When you're developing a new application (at least, when I am), a lot of really boring stuff has to happen in the background before you get to all the sexy bits of clicking buttons and drawing laser guns. Here's one example of that.
The major conceptual problem I am facing at the moment is figuring out how to tie the multiplicity of items actually on the figure to the preview boxes once the items have been placed. Not to get too technical, but I keep track of all the current items in what's called an array. Each "element" in the array gets a number assigned to it, and if you have that number you can access the item behind the element. In the minis I used the very crude method of putting that number -- called the index -- into the actual name of the item and then cutting up the name when clicked to retrieve it.
Tonight I figured out a nice elegant way of getting that index number when the item's clicked. Which is very good, because now whenever an item is deleted I can just remove it from the array instead of doing like I did before, which was to leave every item ever added in and just marking the deleted ones as "inactive". That meant the array could get very large, which makes things run slowly. Now, though, I can keep the array limited to only items that are currently on the figure.
My stumbling point is back in the previews. When a user clicks on the preview item for an item that's currently being used (and maybe there are multiple copies of that item out there, like in my prior three Colt .45s example), I need some way to tie that preview button to the actual item in question (and in turn its index number).

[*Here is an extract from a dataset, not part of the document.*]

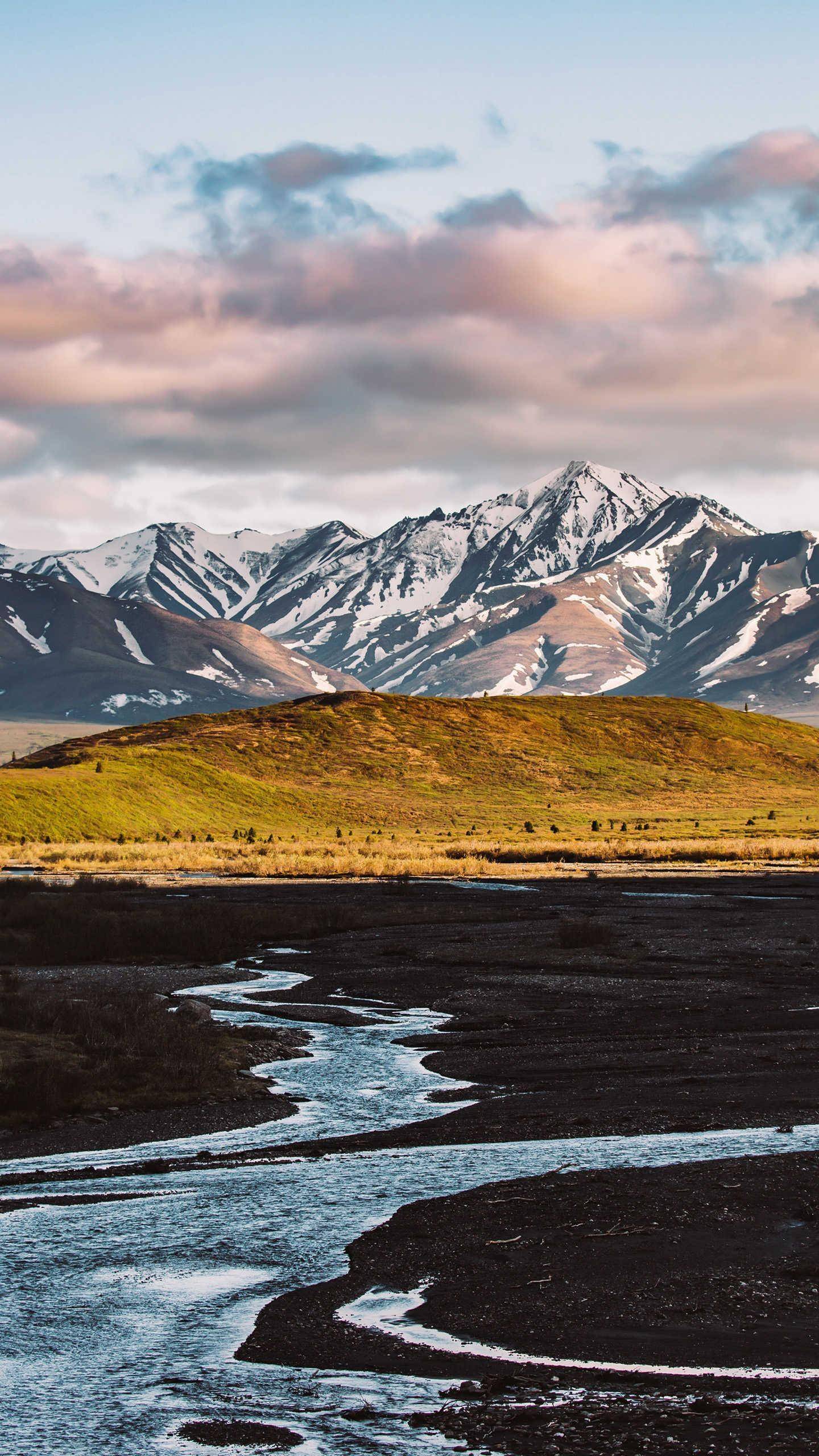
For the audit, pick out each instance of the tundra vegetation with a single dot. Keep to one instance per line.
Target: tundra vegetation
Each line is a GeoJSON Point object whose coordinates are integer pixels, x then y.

So far I've been able to clean up a lot of the clutter that was in the minis, which were my first attempt at using Action Script 3 (the latest iteration of Flash programming). I hope I have a breakthrough tomorrow on this particular issue, because it's pretty key to the whole enterprise. I think once I get this one licked, most of the major development hurdles will be cleared and I can start serious code assembly. Currently it's all in pieces being tested, as I don't want to hash out a bunch of garbage that I then have to go back and correct as I get things figured out.
Such is the life of a programming hack!